From: Jon Purdy, DPM


 


There is no need to compare dentistry to podiatry in this debate. Dentists are not defined as physicians nor do they have any competition among the medical community. Our closest colleague and competitor, orthopedics, has gone through its own transitions over the years. Originally a specialty in addressing pediatric deformities (the Greek derivation meaning “straight babies”) has transitioned to anything bone related in all age groups.


 


I find it a difficult argument to claim three years of residency isn’t a sufficient amount of time to learn the surgical and medical conditions related to the lower extremity. Orthopedics learns the surgical and medically related treatments of the entire body in four years.
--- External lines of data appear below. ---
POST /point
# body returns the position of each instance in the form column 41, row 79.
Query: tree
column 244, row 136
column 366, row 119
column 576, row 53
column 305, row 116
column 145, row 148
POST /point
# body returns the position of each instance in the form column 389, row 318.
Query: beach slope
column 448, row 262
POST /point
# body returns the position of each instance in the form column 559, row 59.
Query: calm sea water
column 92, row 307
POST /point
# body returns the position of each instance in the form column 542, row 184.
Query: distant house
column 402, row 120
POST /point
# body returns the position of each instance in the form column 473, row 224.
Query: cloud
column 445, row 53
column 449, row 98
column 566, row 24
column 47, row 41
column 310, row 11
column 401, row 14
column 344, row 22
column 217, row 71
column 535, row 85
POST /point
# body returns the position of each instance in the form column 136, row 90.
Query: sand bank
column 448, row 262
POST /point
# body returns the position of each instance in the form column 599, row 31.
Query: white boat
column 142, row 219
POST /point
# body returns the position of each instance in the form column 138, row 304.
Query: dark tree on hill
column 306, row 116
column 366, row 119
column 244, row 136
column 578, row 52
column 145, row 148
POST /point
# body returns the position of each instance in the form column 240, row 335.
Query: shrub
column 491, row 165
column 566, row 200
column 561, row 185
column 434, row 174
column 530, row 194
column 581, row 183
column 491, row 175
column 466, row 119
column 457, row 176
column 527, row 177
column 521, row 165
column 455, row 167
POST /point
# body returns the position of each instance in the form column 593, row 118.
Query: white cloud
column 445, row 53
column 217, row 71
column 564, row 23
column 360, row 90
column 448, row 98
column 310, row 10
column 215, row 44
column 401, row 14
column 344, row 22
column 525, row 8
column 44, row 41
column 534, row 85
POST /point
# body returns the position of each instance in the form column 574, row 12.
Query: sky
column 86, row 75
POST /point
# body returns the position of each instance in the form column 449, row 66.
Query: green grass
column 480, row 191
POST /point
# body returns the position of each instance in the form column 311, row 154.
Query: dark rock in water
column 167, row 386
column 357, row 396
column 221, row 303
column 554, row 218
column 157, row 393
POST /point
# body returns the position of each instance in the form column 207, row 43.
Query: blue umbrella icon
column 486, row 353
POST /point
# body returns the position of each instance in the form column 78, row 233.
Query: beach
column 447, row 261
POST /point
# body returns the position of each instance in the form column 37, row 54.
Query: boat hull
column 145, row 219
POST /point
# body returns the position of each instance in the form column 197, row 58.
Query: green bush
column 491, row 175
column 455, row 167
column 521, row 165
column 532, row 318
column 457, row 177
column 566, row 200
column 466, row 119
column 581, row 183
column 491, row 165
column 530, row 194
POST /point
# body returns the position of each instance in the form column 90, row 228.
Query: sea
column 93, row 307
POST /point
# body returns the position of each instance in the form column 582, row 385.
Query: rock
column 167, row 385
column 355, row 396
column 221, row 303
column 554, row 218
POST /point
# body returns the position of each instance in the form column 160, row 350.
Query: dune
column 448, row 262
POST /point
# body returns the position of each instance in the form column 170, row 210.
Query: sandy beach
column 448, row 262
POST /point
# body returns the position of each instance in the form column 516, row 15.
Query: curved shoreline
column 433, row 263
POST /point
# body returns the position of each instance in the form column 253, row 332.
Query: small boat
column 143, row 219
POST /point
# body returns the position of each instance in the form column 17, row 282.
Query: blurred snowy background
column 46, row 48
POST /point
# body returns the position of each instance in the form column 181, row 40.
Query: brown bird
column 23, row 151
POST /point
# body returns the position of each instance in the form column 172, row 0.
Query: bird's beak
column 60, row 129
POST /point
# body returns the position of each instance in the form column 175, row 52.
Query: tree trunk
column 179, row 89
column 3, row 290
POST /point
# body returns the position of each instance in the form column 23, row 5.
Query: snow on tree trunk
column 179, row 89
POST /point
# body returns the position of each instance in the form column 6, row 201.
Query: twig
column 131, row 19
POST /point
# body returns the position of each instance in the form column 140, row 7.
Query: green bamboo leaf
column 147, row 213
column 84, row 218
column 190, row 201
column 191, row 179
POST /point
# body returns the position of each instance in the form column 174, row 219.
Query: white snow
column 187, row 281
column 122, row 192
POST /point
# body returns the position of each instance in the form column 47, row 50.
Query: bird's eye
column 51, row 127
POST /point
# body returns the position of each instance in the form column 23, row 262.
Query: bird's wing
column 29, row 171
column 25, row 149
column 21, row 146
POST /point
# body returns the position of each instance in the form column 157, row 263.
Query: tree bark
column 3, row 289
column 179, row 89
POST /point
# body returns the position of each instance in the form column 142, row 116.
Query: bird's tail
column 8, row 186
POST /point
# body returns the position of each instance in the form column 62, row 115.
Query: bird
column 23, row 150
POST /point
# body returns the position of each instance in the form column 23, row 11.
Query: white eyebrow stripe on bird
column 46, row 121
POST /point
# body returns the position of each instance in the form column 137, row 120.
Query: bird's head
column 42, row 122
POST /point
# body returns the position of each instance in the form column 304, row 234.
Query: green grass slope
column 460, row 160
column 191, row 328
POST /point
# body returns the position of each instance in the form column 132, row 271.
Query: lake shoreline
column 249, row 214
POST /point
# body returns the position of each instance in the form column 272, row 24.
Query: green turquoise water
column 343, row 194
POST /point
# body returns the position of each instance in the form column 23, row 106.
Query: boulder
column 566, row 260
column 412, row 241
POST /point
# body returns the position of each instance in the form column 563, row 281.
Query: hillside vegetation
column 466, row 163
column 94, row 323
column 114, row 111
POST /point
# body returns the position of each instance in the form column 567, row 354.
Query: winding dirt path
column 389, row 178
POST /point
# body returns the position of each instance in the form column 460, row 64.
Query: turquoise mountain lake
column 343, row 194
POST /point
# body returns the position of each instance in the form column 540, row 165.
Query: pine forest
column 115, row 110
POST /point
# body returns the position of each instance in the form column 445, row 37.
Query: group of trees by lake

The first of five years concentrates on general surgery and medicine. Once an orthopedist’s standardized residency is completed, they may choose to do additional training in specialized areas or concentrate their practice on specific areas of their basic training.


 


Change is inevitable and our profession has not kept up. It should be obvious at this point, an MD degree will be our only acceptance into the medical world, fair or not. Aside from that, not having standardized training in ALL aspects of lower extremity care, and one single certifying board, is foolish, to say the least.